Currently, Chen is being held in association with two charges. The first begins on Feb. 5, the eve of Spring Festival, China's main holiday.
Police blocking Chen's house erected a tent in front of the door of Chen's neighbor. The neighbor was arrested after protest. His wife and grandmother, followed by a crowd, went to the jail to ask about him. The police denied that they took him. His grandmother fainted in the snow, prompting the crowd to ask for an ambulance. When police refused, angry members of the crowd broke windows in three cars. Later, authorities charged the blind Chen with directing the crowd to act.
On March 11, Chen was allowed out, ostensibly to cross the street and discuss his case with an official. But no official was present. On the way back, Chen's party tried to hire it to visit the local party secretary. Police halted traffic, took pictures, and charged him with "gathering a crowd to disrupt road communications." After that he disappeared for three months.
The debate now is whether a trial for Chen is beneficial. Xu says a trial will not be fair. Witnesses have, unusually, given testimony to defense lawyers. But they will probably not be allowed to appear in court.
Li, the lawyer who stepped down, worries that the judge in Linyi, who like all judges is not independent, could "trick" the defense by telling them the trial is delayed - then hold one anyway.
Before he quit this month, Li published an open letter. He describes a crowd of more than 10 persons on Highway 205 last month, waiting for him and another lawyer. The thugs tried to pull the lawyers out of the car and finally turned the car over. Li called 110, the emergency service.

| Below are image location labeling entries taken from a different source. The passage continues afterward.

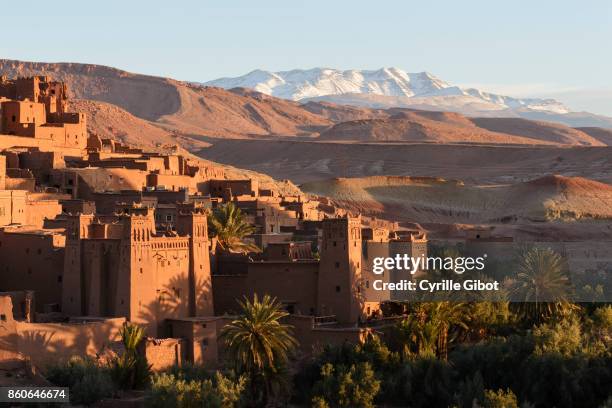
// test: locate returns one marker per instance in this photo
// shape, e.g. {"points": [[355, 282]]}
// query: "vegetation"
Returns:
{"points": [[228, 224], [130, 369], [168, 390], [88, 382], [258, 344], [440, 354], [542, 287]]}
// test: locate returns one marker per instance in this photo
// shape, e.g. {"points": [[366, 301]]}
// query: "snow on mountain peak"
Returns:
{"points": [[300, 84]]}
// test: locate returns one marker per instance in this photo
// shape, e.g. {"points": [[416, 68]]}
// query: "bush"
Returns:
{"points": [[499, 399], [563, 337], [87, 381], [130, 370], [169, 391], [356, 387]]}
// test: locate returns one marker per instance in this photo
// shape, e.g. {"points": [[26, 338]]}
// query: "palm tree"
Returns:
{"points": [[433, 326], [542, 287], [227, 223], [130, 369], [258, 343]]}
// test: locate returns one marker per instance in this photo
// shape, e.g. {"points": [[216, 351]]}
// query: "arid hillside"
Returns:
{"points": [[178, 106], [190, 111], [601, 134], [110, 121], [436, 200], [491, 164]]}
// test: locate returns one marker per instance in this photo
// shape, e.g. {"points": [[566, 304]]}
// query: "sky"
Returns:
{"points": [[538, 48]]}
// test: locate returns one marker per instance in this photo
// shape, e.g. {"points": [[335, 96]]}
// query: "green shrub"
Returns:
{"points": [[169, 391], [564, 337], [355, 387], [87, 381], [499, 399]]}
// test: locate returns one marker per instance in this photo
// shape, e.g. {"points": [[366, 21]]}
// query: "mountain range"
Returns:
{"points": [[395, 88], [154, 111]]}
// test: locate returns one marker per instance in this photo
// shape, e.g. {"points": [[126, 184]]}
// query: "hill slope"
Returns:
{"points": [[177, 111], [438, 200], [179, 106]]}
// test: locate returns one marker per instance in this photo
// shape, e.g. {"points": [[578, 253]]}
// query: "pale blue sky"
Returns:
{"points": [[537, 47]]}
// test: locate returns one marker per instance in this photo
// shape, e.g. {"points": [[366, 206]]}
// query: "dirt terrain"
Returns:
{"points": [[474, 164], [190, 111], [525, 177], [436, 200]]}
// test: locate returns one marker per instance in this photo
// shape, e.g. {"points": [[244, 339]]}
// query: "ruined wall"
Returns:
{"points": [[228, 288], [340, 284], [8, 332], [311, 337], [32, 261], [12, 207], [52, 343], [163, 354], [293, 283], [38, 211]]}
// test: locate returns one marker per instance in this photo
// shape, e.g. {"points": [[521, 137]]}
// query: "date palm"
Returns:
{"points": [[542, 287], [258, 343], [432, 326], [228, 224]]}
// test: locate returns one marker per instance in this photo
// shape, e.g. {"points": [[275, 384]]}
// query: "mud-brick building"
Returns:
{"points": [[121, 266]]}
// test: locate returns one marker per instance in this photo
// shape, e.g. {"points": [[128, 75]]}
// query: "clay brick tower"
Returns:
{"points": [[73, 280], [137, 282], [195, 225], [340, 291]]}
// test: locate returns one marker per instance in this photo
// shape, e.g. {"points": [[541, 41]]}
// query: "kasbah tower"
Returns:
{"points": [[340, 284], [126, 269]]}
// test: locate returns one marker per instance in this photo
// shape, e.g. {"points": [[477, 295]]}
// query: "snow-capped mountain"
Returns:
{"points": [[327, 83]]}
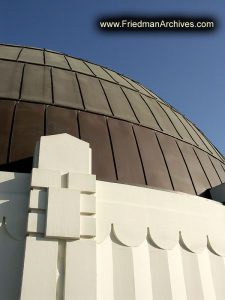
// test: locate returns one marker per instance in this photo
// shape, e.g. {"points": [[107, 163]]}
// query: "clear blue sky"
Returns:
{"points": [[185, 69]]}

When the police arrived they took no photos. When Li took photos, thugs smashed his camera and hit him.
Lawyer Xu advocates an open trial, but does not expect one. "If people could attend and know the truth, they would change their ideas," he says. "They would see what is happening. But instead the local government is closing and blocking everything."
Paul Gerwitz, a China legal expert, says, "There is bottom up pressure for legal reform in China, and China has the fastest movement of legal change anywhere."But if you define rule of law as the ability to constrain excess, China is not there yet."